Most credit card companies fall into one of two groups: Aggressive Acquirers or Relationship Managers. Compete Inc., shows how they can move towards capturing ground from the other group.
According to Compete, Inc., an advisory services firm that provides customer and competitive intelligence to businesses, the way in which credit card companies acquire and service their customers significantly affects their future growth prospects.
Acquisition or retention?
Compete Inc. looks at the market in two sections: Aggressive Acquirers and Relationship Managers. The Aggressive Acquirers (examples being GetSmart and NextCard) use the internet to attract and sign up new customers. The Relationship Managers (like American Express, Discover, MBNA and First USA) emphasise value-added services for their customers. Compete’s research shows that even though the internet-based acquisition campaigns of the Aggressive Acquirers are successfully siphoning market share from their competitors, the companies aren’t building relationships with their customers and so are facing a more volatile future.
Compete analysed the online behaviour of consumers who visited a credit card internet site and, by examining how they were using different sites (the number of new customer applications, the average visit duration, customer frequency etc.) identified the two segments and the implications of the two strategies.
According to Compete’s VP of Advisory Services, Derick Sutton, Aggressive Acquirers need to radically shift their thinking, particularly as the economic situation deteriorates. They will need to enhance their quality of service in order to generate additional fee income and maintain their customer bases.
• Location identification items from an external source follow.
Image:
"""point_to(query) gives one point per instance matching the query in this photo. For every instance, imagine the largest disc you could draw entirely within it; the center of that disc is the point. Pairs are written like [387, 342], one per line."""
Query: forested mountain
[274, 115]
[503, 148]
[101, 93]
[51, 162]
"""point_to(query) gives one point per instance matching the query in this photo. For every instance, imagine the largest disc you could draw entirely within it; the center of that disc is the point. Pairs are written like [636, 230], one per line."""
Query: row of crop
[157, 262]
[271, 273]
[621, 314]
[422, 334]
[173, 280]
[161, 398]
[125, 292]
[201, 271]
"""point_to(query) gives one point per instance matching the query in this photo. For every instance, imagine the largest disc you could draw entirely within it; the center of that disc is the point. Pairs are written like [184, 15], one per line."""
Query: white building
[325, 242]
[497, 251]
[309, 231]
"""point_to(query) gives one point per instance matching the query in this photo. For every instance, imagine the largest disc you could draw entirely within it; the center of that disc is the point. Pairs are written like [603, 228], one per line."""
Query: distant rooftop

Some companies, Capital One for example, have shown that customer acquisition and retention are not mutually exclusive strategies.
Compete estimates that some thirty percent of US internet users visited a credit card site between June and August in 2001. Almost one in three of those visited at least two sites, suggesting that comparisons were being made. Using aggressive online advertising the Aggressive Acquirers attracted a monthly average of some 7 to 8 million unique visitors to their sites, of which 3% to 4% applied for accounts. Relationship Managers receive a monthly average of some 1.5 million visitors, of which fewer than 1% apply.
However, when it comes to actually engaging these customers after the card is issued, fewer than 1% of the Aggressive Acquirers’ unique visitors use the site to access and manage their accounts, but approximately 94% of MBNA’s and Discover’s did. This is bad news for the Aggressive Acquirers, because the most profitable customers are those who access add-on services or run monthly interest-bearing balances over the long term. The loss of active contact not only leads to fewer opportunities to cross or up-sell, but also makes default more likely.
The one to emulate
For Aggressive Acquirers, Compete cites Capital One as a model to emulate. Capital One attracts an average monthly four million visitors to its site. More than 35% of its visitors access their accounts and more than 11% complete an application.
Strategies that Compete recommends include:
· Devote more resources to communicating with and servicing customers, particularly the best customers.
· Partner with complementary commerce sites, mortgage providers and other suppliers of affinity products, in order to cross-sell and increase share of wallet.
· Streamline customer acquisition methods: Relationship Managers could increase their use of the internet and, by examining the online browsing behaviour of their best customers, use this information to attract customers away from the Aggressive Acquirers.